秦子澈收回目光,冲出了营帐,外面便传来他歇斯底里的声音——
“世子遇刺了——”
“有奸细——”
“快来人,快救救他……救救我大哥吧……”
被惊动的人们纷纷涌进了主帅的营帐,而营帐之外,秦子澈单膝跪地,失声痛哭,痛不欲生,任谁看到都无法不动容。
也许事情实在突然,那些来来往往的人还没想到,昭南王三子,世子秦子昂属人中龙凤,三公子秦子纠难成大器,当世子过世之后,能辅佐王爷成就大业的,就只剩下了二公子秦子澈。
……
那一瞬间,李郁风终于想起来了,为什么他总有一种十分熟悉的感觉。
原来这一身红衣的花鸢,多么像他梦中的红梅。
遇雪尤清,经霜更艳。
那些绽放在她剑尖上的血色红梅,就与他梦中的一样。
他看到的,难道就是他的梦?
他惊异,然而突然明白了什么,又突然觉得很累了。
此时,剑光袭来,带着冰冷的美……
李郁风不知为何,慢了一刹,花鸢的抓住了这个机会攻了过去,可是她身边的沈青愁却在半途夺过了她手里的剑,顺着他的剑势刺进了李郁风的胸膛。

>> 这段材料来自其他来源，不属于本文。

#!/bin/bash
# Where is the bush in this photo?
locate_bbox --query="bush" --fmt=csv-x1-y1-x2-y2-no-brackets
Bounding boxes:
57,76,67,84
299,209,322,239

而李郁风原本刺向花鸢的那一剑,便正好扎进了沈青愁心脏以下的位置。
“老鬼——”花鸢一手拿着剑,一手接住了倒下的沈青愁,惊叫道。
沈青愁笑了,他做到了,他替她杀了他。
那个人该死,但,不该死在她手上……是不是只有他,会在乎她背负上弑父之罪?
就让他来吧,跟以前一样,所有她不愿做的事情。
“老鬼——”花鸢抱着沈青愁,泪目中看了一眼被他刺中的李郁风。
李郁风怔怔的站在那里,低头看着自己原本干净的鞋面。鞋面上,一滴、两滴、三滴……那些血是从他胸口涌出的。
原来真的是他的血。李郁风心想着,以冰剑插在地上,支持他摇摇欲坠的身体。
沈青愁刺中了他的要害,他本该当场死去,可是不知为何,他竟然苟延残喘了片刻。
他仰着头,从他这个方向看,正好可以看到那片被花鸢和沈青愁血洗过后的西夷营地。
可是他好像看到的不是面前的景物,他好像看到了其他更为恢弘的东西。
那是他沉重、漫长,期待已久的宿命。
宿命,是一种可怕的轮回。
这个王朝有负于李家,于是埋下了灭亡的种子。
他为了实现自己的野心,遇到了永华郡主,他的血脉在她的身上被孕育,这是他为自己的灭亡埋下种子。
而后的一切,环环相扣,不管是沈陌、柳飞红、裘明华、沈青愁、朱小指、秦子澈等等所有人的出现,无不是促成今日之局的实现,一切都像是沿着轨迹在发展,就好像一本被人写好了的书。
如果有人要结束掉这个腐烂的王朝,那么一定是他。如果有人要已经快要崩溃的他,那么只能是她。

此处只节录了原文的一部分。